Listed here are the top food items we should avoid during this chilly season. The aim is to gain health and energy, not weight, medical and food bills. Tips to create healthier versions are also mentioned.
During winters, we are more susceptible to colds so it is best to reduce dairy intake. Milk and milk products like cheese, butter and curd can cause an increase in congestion in the nose, throat and chest and hence breathing and swallowing our food becomes more difficult.
Tip – Curd should be made with low-fat milk and served at room temperature. Avoid cream. Alternatively, choose vegetable broth or homemade soups or sauces which do not contain any preservatives or artificial taste enhancers.
The most lip-smacking and desired snacks like french fries, chips, pakoras, samosas contain the unhealthiest fat i.e. trans-fats and are often loaded with calories which put us at a higher risk of obesity, hypertension and heart disease. Avoid oily junk foods to get rid of extra kilos while maintaining a slim waistline.

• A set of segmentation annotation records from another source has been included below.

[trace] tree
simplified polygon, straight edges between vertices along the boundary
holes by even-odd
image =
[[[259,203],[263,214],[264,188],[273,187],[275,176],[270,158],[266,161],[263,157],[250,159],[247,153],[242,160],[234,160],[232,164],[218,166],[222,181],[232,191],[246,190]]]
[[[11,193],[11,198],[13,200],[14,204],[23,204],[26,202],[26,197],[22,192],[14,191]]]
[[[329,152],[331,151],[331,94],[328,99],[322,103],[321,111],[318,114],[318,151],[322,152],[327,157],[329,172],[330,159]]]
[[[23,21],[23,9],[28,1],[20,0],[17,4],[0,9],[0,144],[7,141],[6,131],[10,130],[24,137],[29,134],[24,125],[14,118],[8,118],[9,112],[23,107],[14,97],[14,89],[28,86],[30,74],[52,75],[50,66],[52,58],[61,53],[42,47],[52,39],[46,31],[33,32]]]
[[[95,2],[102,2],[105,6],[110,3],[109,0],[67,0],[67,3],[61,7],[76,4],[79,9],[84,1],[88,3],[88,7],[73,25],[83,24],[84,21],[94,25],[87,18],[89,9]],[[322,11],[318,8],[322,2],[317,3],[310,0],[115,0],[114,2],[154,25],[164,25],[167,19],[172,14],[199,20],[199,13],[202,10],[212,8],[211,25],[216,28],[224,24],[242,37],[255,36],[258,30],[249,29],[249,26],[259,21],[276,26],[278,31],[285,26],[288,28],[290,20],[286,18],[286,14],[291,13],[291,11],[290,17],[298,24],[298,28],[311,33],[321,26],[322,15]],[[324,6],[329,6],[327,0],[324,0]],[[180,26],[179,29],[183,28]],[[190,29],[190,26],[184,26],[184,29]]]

Tip- Switch to baking, grilling, steaming or sauteing to stay trimmer and healthier. Bake fish and potatoes in the oven, serve with a side salad dashed with fresh lemon and herbs.
Tea and coffee
Cozy chit-chats or gossips are not fun enough without tea and coffee. But both contain caffeine which is a diuretic that dehydrates our body. Avoid caffeine, drink soups, broth or water instead. It is important to stay hydrated during winters.
Tip– Drink substitutes like herbal tea, green tea or use low fat milk. You can also add cloves, black pepper, elaichi, cinnamon, ginger or tulsi leaves in moderation.
Warm baked goods melt in our mouth on a cold day and are hard to resist. These delightful snacks are packed with trans-fat which is bad for our heart health.
Tip- Start baking at home with a healthier version of oil or choose low or no fat desserts like fruit or sorbet instead.
Nothing is better than a nice bowl of soup on a cold winter day which also acts as appetizers. Cream-based soup should be avoided as they contain high cornstarch content which is high in both salt and fat.
Tip– Opt for vegetable broth, clear soups, minestrone or chicken broth-based soups or water as the base and include loads of veggies like tomato, basil.
Refined flour is made by stripping wheat and contains synthetic B vitamins and is toxic for our body. Stripping of the fiber causes blockages in the large intestine. Avoid food prepared from refined flour.
Tip- Choose an alternative such as multigrain or a whole wheat or almond meal.
Refined sugars or white sugar
Refined sugar is found in carbonated beverages or drinks, chocolates, wine or beer and is also added to bread or breakfast cereals and other supermarket products. It is a highly refined chemical product which can weaken our immune system and makes us deficient of some important nutrients.
Tip- Many low-fat products are high in sugar. Always read the food labels on packaged items to make better choices. The best alternatives for your sweet tooth are maple syrup, jaggery, stevia or honey.
Apart from all the above-mentioned do’s and don’ts of healthy winter eating, always choose local. It is very tempting to stock our kitchen with bright, colorful fruits and vegetables during these cold winter months. But do this with a word of caution! Avoid those fruits and vegetables that have been shipped to reach your kitchen. They are low in nutrition, natural sugars and flavor. Rather consume seasonal, local food, to get the best flavor, more nutrition and better health, all this and more at prices that keeps your pockets smiling.